1. A gas appliance with flameout protection function, characterized in that: The device includes a burner assembly (1) and a solenoid valve (3). One end of the solenoid valve (3) is connected to an external gas pipeline, and the other end is connected to the burner assembly (1). The burner assembly (1) includes a first injection hole (101) and a second injection hole (102) arranged in a ring. The first injection hole (101) is located inside the second injection hole (102). The distance between two adjacent first injection holes (101) is greater than the distance between two adjacent second injection holes (102). A thermocouple sensing needle (2) is fixedly installed on the burner assembly (1). The thermocouple sensing needle (2) is located above the second injection hole (102). The thermocouple sensing needle (2) is coupled to the solenoid valve (3).

2. A gas appliance with flameout protection function according to claim 1, characterized in that: The furnace head assembly (1) includes an ejector tube (103), and the thermocouple sensing needle (2) is fixedly installed on the ejector tube (103) by a ring clamp.

3. A gas appliance with flameout protection function according to claim 1, characterized in that: A fixing member (4) is fixedly connected to the burner assembly (1). The fixing member (4) is integrally formed with the burner assembly (1). The thermocouple sensing needle (2) is fixedly installed on the fixing member (4).

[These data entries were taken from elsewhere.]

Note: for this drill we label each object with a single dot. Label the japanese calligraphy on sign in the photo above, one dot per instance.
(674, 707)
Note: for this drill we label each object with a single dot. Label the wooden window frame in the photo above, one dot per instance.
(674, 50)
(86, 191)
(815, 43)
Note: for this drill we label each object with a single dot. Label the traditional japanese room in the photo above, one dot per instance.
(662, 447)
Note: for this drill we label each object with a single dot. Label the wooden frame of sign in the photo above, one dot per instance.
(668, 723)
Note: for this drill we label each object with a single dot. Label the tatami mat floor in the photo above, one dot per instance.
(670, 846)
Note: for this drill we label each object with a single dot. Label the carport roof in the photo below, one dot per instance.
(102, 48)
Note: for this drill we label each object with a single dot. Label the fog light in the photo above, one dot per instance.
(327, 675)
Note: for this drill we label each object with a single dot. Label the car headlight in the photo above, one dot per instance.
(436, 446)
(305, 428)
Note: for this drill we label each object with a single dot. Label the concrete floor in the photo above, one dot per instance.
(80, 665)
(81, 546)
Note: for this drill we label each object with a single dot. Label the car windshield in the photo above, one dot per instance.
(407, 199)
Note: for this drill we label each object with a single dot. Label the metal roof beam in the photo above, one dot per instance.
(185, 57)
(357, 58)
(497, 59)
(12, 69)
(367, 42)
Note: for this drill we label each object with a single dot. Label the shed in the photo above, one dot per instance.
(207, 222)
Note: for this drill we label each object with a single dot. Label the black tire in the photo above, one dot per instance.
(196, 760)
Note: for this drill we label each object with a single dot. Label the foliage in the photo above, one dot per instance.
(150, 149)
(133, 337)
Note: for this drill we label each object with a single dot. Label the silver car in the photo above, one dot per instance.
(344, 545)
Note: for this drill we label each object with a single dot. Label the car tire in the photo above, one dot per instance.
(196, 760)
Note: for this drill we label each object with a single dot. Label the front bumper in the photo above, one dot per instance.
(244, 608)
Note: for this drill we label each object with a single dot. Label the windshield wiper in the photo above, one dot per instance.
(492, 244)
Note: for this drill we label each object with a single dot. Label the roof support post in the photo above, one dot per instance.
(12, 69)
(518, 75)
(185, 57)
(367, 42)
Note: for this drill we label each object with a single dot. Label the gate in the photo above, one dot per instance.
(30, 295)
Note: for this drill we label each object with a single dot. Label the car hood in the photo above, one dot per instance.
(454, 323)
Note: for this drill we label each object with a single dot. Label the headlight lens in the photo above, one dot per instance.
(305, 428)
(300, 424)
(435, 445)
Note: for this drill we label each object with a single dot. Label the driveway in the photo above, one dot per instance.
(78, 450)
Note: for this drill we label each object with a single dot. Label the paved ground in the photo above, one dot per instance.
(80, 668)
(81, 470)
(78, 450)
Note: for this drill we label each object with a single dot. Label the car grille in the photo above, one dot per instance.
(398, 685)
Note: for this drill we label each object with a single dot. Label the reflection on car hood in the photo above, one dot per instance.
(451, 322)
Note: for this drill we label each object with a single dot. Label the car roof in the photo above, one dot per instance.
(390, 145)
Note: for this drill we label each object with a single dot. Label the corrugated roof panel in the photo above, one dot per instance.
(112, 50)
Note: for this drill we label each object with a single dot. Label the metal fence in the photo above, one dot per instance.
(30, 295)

4. A gas appliance with flameout protection function according to claim 3, characterized in that: The fixing member (4) has a mounting hole (401) in the middle, and the thermocouple sensing needle (2) is fixedly installed in the mounting hole (401).

5. A gas appliance with flameout protection function according to claim 2, characterized in that: A connecting plate (5) is welded onto the burner assembly (1), and the thermocouple induction needle (2) is fixedly installed on the connecting plate (5).

6. A gas appliance with flameout protection function according to claim 1, characterized in that: The burner assembly (1) includes a first exhaust ring (104) and a second exhaust ring (105). The first exhaust ring (104) is located inside the second exhaust ring (105). The first injection hole (101) and the second injection hole (102) are both opened on the first exhaust ring (104). The thermocouple sensing needle (2) is fixedly installed between the first exhaust ring (104) and the second exhaust ring (105).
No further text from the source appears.